Nepal’s Sherpa community is calling on the government to provide more compensation to the families of the dead and injured after an avalanche last Friday on the slopes of Mount Everest killed at least 13 guides and support staff. Three climbers are still classified as missing.
On Sunday, a meeting was held at Mount Everest’s base camp, during which local guides, climbers and support staff hammered out a list of 12 demands to be met by the government within a week.
“The emergency joint meeting of guides and support staff, expedition leaders and climbers held at the base camp on April 20 issued a seven-day ultimatum to the government to address their demands and threaten to stop climbing if the demands are not met,” read a statement by the Nepal Mountaineering Association published on Monday.
Among the demands sent to Nepal’s Ministry of Culture, Tourism and Civil Aviation, the group called on the state to provide 10 million Nepalese rupee ($103,600) each to families of the deceased and critically injured, along with initiatives to increase the overall support infrastructure for local guides working in the Himalayas.
Sunday’s call to action comes as the Nepalese government mulls calling off the 2014 climbing season on the world’s highest peak. According to the Himalayan Times, a total of 334 mountaineers have been issued permits to attempt to climb Everest this season. If the trips are canceled the Nepalese government is required to reimburse the permits, which cost approximately $10,000 each.

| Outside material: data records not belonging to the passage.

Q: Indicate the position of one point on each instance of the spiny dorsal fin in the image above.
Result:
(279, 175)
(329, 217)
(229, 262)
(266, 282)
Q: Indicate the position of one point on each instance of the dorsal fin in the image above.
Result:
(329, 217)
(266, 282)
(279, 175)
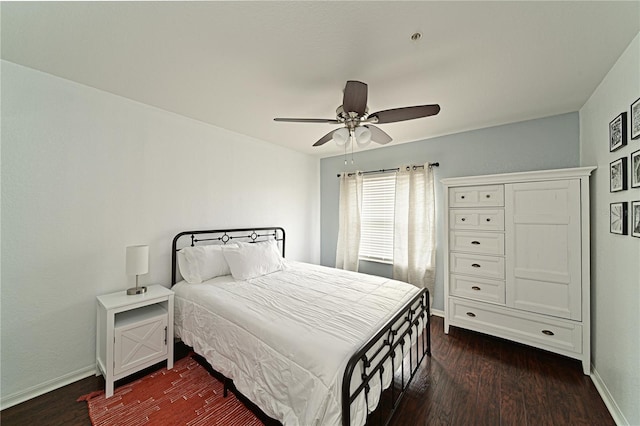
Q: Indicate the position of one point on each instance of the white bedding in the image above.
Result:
(285, 338)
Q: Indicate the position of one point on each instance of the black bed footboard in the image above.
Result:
(400, 345)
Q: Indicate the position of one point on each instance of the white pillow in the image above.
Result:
(201, 263)
(251, 260)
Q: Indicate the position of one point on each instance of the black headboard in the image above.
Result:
(222, 236)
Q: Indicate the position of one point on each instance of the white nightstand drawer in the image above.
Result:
(477, 242)
(477, 265)
(477, 219)
(477, 196)
(141, 339)
(477, 288)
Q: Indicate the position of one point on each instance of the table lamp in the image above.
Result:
(137, 264)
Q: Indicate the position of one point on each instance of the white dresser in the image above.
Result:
(517, 263)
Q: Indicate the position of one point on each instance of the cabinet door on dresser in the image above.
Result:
(543, 247)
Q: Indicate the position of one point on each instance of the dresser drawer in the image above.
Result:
(477, 265)
(477, 219)
(477, 288)
(476, 196)
(535, 330)
(477, 242)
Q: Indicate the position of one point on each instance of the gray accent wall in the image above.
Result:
(615, 259)
(541, 144)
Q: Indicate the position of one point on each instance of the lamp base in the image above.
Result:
(136, 290)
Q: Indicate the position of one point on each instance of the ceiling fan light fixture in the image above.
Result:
(341, 136)
(363, 136)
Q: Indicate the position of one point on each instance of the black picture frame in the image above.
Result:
(634, 113)
(618, 175)
(618, 132)
(635, 219)
(635, 169)
(618, 218)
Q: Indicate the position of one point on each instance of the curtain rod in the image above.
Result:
(397, 169)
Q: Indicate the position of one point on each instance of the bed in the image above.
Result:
(309, 345)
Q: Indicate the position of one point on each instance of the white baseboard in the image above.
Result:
(606, 396)
(53, 384)
(437, 312)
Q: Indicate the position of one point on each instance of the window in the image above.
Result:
(377, 218)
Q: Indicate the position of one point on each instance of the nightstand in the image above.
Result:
(133, 332)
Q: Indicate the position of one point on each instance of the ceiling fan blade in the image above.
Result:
(308, 120)
(378, 135)
(326, 138)
(406, 113)
(355, 97)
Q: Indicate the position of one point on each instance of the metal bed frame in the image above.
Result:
(411, 322)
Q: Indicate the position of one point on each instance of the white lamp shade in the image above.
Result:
(363, 136)
(341, 136)
(137, 260)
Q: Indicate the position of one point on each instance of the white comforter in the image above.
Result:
(286, 337)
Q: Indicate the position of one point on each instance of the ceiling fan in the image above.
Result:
(357, 123)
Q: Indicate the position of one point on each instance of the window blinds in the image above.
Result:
(377, 217)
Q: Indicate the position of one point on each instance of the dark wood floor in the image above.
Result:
(471, 379)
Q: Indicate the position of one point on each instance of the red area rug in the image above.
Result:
(184, 395)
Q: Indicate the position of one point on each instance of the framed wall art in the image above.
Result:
(635, 119)
(618, 132)
(618, 218)
(635, 169)
(635, 219)
(618, 175)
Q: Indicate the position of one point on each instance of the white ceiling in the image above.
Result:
(237, 65)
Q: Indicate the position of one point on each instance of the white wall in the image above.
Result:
(615, 259)
(86, 173)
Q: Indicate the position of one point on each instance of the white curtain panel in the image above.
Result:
(414, 234)
(348, 247)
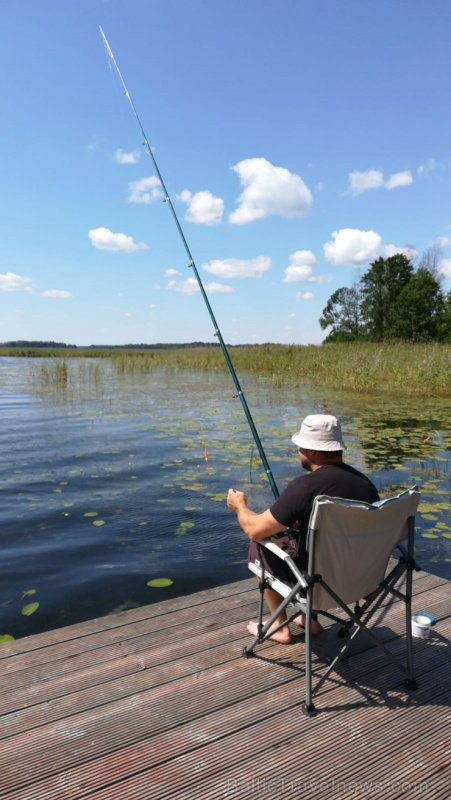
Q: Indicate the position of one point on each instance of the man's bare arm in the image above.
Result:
(255, 526)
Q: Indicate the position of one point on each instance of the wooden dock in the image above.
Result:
(158, 702)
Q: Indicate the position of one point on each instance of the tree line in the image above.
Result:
(391, 301)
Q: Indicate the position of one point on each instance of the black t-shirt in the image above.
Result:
(294, 505)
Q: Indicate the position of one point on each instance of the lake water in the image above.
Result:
(114, 481)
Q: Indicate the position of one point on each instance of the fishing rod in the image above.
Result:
(192, 265)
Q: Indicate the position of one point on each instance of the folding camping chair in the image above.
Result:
(349, 545)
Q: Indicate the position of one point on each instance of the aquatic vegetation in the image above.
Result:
(421, 370)
(159, 583)
(30, 609)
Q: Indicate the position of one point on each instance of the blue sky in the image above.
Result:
(298, 141)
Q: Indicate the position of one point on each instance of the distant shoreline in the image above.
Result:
(368, 368)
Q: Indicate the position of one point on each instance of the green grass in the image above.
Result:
(365, 368)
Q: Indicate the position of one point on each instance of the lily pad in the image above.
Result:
(28, 610)
(159, 583)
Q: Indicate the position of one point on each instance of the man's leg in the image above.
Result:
(273, 601)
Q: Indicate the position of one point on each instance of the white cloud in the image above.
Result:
(239, 268)
(104, 239)
(399, 179)
(56, 293)
(391, 250)
(191, 286)
(144, 190)
(356, 247)
(203, 207)
(359, 182)
(10, 282)
(351, 246)
(444, 267)
(426, 168)
(268, 190)
(127, 158)
(300, 269)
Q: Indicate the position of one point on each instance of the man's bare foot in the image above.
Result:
(283, 636)
(315, 627)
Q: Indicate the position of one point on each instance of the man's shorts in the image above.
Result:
(273, 563)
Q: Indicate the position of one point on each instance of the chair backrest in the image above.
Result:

"This is an unprecedented situation," the Tourism Ministry spokesman Madhu Sudan Burlakoti told journalists, according to the Guardian. "We do not know what to do if they want their tax back. We will hold further discussions before deciding anything on this issue."
Nepal’s Sherpas are lauded for their ability to withstand high altitudes and are widely regarded as some of the world's hardiest mountaineers. Members of the ethnic group are the backbone of the Himalayan adventure-tourism industry, where they work as guides, porters and climbers.
However, Sherpas often toil under incredible mental and physical duress in order to maintain lucrative guide positions on Himalaya tour routes frequented by wealthy foreign adventurers.
Since Sherpa Tenzing Norgay and New Zealander Sir Edmund Hillary first conquered the world’s highest peak, more than 4,000 climbers have reached the Everest summit. Approximately 200 have died trying to reach the top.
The search mission for the three missing climbers was called off at the weekend because of poor weather conditions.